Scorsese, a great director in top form, makes this return to the mean streets of his youth a harrowing tour of hell. The early scenes showing the young Henry (Christopher Serrone) being indoctrinated into the Mob leap from humor to horror. Henry rejects the working-stiff ethic of his parents — his heroes are the neighborhood crooks. Paul Cicero, a bulky don played with menacing stillness by Paul Sorvino, hires Henry to run errands at his cabstand and restaurant — actually fronts for Cicero’s gambling operations. There Henry gets to know Jimmy Conway, a smooth killer acted with riveting restraint by Robert De Niro, and Tommy Devito, a nutso played by Joe Pesci in a howlingly comic and scary performance. Looking like a debauched choirboy in his oversized collars and teetering on the thin edge of his own nerves, Tommy is fueled by barely motivated rage.
These dirtballs don’t scare Henry; they thrill him. Henry’s pals dress, party and spend like his father never could. And they’re handy in a pinch. When a letter from the truant officer gets Henry in trouble at home, the goodfellas beat the mailman senseless for delivering it. In Liotta’s running narration, Henry says, “My ambition was to be a gangster …. To me being a wiseguy was better than being president … To be a wiseguy was to own the world.”
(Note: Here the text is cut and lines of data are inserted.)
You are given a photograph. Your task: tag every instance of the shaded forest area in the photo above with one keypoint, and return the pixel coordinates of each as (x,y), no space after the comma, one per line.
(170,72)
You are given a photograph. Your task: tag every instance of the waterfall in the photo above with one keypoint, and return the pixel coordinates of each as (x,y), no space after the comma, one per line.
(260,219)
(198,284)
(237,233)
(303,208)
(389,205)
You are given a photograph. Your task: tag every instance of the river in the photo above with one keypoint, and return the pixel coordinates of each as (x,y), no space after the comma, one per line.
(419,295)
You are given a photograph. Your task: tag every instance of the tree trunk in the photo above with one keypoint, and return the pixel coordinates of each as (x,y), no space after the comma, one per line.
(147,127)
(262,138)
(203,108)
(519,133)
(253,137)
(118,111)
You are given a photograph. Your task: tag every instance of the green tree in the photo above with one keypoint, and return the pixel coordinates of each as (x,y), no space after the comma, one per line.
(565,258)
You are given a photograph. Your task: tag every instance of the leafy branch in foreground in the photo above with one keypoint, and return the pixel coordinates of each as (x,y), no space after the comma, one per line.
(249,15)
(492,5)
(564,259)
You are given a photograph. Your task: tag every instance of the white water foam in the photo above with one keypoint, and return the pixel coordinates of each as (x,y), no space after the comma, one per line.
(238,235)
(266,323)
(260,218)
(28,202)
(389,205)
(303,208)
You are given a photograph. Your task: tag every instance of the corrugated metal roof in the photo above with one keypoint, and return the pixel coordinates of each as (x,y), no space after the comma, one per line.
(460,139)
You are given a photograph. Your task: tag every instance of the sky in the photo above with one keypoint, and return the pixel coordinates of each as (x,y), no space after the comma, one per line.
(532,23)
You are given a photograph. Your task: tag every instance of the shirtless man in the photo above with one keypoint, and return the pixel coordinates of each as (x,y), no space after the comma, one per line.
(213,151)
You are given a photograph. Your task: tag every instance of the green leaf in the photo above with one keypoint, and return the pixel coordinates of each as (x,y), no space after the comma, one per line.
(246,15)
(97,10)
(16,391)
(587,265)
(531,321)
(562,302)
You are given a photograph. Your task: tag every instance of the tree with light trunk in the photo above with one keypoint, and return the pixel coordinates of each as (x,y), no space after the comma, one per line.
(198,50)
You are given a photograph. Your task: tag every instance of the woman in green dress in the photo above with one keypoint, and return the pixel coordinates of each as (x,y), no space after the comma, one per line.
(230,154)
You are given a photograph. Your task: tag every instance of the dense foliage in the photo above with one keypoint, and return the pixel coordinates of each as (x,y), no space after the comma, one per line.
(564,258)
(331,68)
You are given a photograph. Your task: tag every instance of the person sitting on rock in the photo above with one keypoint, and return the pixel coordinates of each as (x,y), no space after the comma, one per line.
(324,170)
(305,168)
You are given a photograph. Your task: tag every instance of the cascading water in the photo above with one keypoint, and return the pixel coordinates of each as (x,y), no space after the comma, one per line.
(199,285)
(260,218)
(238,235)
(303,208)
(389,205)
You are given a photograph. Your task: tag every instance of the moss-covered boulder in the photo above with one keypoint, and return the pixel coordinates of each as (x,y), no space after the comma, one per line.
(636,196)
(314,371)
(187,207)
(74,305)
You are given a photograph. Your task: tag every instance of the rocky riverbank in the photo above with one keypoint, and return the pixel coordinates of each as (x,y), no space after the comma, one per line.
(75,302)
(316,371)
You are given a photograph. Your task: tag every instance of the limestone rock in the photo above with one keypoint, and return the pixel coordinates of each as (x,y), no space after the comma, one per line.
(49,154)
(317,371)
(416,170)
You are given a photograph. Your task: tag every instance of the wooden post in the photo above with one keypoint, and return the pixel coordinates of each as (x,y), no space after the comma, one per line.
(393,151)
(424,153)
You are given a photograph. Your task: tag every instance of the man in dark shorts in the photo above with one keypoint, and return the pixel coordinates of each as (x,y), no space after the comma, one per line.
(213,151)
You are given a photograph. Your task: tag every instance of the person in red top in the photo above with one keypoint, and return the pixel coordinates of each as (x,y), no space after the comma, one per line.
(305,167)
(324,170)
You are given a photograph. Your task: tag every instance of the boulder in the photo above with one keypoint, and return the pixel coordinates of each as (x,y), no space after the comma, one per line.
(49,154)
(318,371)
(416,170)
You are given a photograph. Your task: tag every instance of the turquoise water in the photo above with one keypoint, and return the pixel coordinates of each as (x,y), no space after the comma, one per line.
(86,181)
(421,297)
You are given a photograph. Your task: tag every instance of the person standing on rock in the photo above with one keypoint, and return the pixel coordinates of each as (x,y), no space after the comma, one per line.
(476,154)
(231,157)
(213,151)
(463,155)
With the help of Michael Ballhaus’s dynamic photography and Thelma Schoonmaker’s sharp editing, Scorsese makes us feel Henry’s intoxication in belonging to this crime family. As the adult Henry, Liotta still flashes the bright eyes of a twelve-year-old who is making more money than his old man. When Henry courts Karen, a Jewish girl from outside the neighborhood — played with spirit, steel and high-octane sexuality by Lorraine Bracco — he tries to impress her with a night out at the Copa. Ducking past the lines waiting to get in, Henry steers Karen to a side door and guides her down a staircase into labyrinthine passageways filled with shadowy figures until they finally emerge, after a shortcut through the kitchen, into the nightclub, where the headwaiter acknowledges Henry, orders a new table placed ringside and seats the couple — now basking in the admiring stares of the crowd — just as Henny Youngman comes on for his first joke. Done in one long, exhilarating take, the scene is more than a technical marvel. That descent from darkness into light is the dream Henry has sold his soul for. With a few strokes, Scorsese makes the motives of an unsympathetic character comprehensible and human.
Still, it’s the darkness that prevails. Membership in a Mob family comes with strangulating restrictions. There is no life outside of it. As Henry’s wife, Karen is shocked at first by the sudden bursts of violence that are part of her husband’s profession. But guns, drugs and deals soon become part of her life, too; Karen even finds them easier to accept than Henry’s infidelities. Scorsese is peerless at detailing random brutality, the kind good-fellas have developed as a natural reflex. In a chilling shot, a shaken Henry watches as Jimmy and Tommy, who have just come from dinner at Tommy’s mother’s house, shoot and stab a helpless enemy they’ve trapped in a car trunk.
In its refusal to deny the malignant allure of Mob life, Scorsese’s indictment gains in intensity. After turning Judas to save his neck, Hill, who went into hiding with his wife and their two daughters, told Pileggi, “I’m an average nobody. I get to live the rest of my life like a schnook.” By capturing the pain as well as the ignorance in that statement, Scorsese’s GoodFellas makes poetic drama of warped ambitions. It’s a prodigious achievement.